Colorado shooting victims: store workers, cop, photographer

Colorado shooting victims: store workers, cop, photographer

Three were shot while working a day in a Colorado supermarket. Another was a policeman who ran in to try to save them and others from the attack that left 10 people dead.

A photo of the victims of Monday’s shooting began to appear as the murder suspect remained hospitalized on Tuesday but was scheduled to be jailed for murder.

Those who lost their lives at the King Soopers store in Boulder were between the ages of 20 and 65. They included a magazine photographer, a theatrical Medicare agent, and others who lived their days in a busy mall.

They have been identified as 20-year-old Denny Stong; Neven Stanisic, 23; Rikki Olds, 25; 49-year-old Tralona Bartkowiak; police officer Eric Talley, 51; Suzanne Fountain, 59 years old; Teri Leiker, 51 years old; Kevin Mahoney, 61; Lynn Murray, 62; and Jodi Waters, 65.

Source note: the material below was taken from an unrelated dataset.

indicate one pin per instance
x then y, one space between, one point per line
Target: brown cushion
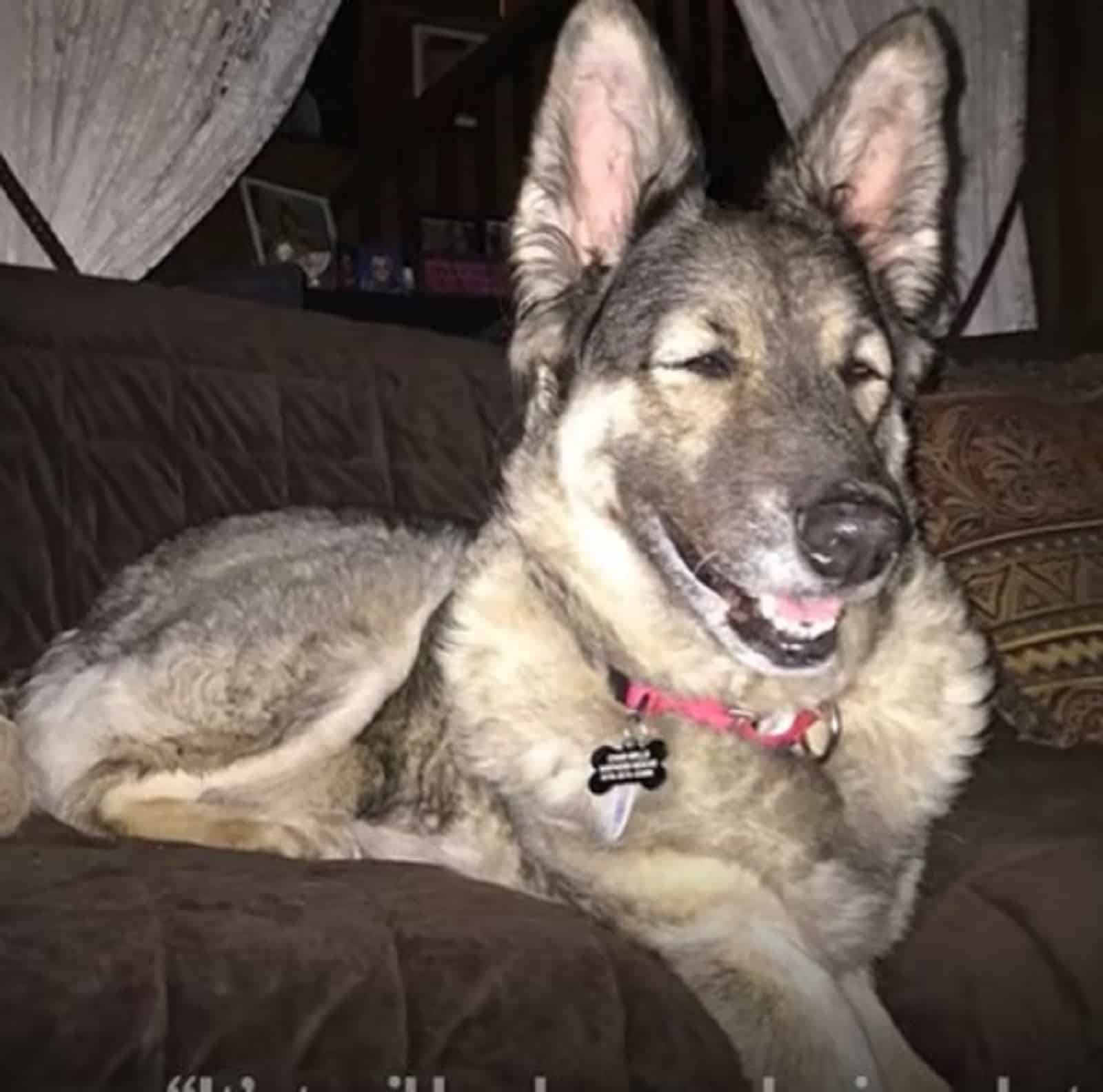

Leiker, Olds and Stong worked at the supermarket, said former colleague Jordan Sailas, who never had a chance to bring her baby into the store to meet them.


He joined the police force in Boulder in 2010 with an education that included a master’s degree in computer communications, his father said.

“At 40, he decided he wanted to serve his community,” Homer “Shay” Talley, 74, told The Associated Press from his ranch in central Texas. “He quit his office job. He just wanted to serve, and he did. He just loved the police family. ”

Eric Talley was the first to arrive after a call about gunfire and someone carrying a gun, Boulder Police Chief Maris Herold said.

Talley was “by everyone’s opinion one of the exceptional officers” of the department, said Boulder County District Attorney Michael Dougherty.

Talley’s father said his son – who had seven children, ranging in age from 7 to 20 – was a devoted father who “knew the Lord”.

“When everyone in the parking lot was running away, he ran towards him,” Shay Talley said.

“We know where he is,” he added. “He loved his family more than anything. He was not afraid of dying. He was afraid to make them suffer. ”

Talley graduated from Albuquerque High School, New Mexico, in 1988. The school principal expressed his condolences and praised “the example that Officer Talley leaves us all.”


Murray was shopping at King Soopers, where a friend’s daughter had seen her. The news was sent to her husband, John Mackenzie, who went to the store and started texting his wife.

After getting no response in about five minutes, “I just fell into my chair,” he said, choking.

Murray has had a long career taking photos for magazines such as Cosmopolitan and Vogue, Mackenzie said.

“She charmed me in the pants” when they met at a photography studio in New York City years ago, he said. Computer backgammon games quickly evolved into a relationship and ultimately two children.

“She’s the nicest person I’ve ever known, hands down.” She had an aura around her that was the coolest thing you ever wanted to know. She was just a cool girl, ”Mackenzie said. “She had it all together – she really did. ”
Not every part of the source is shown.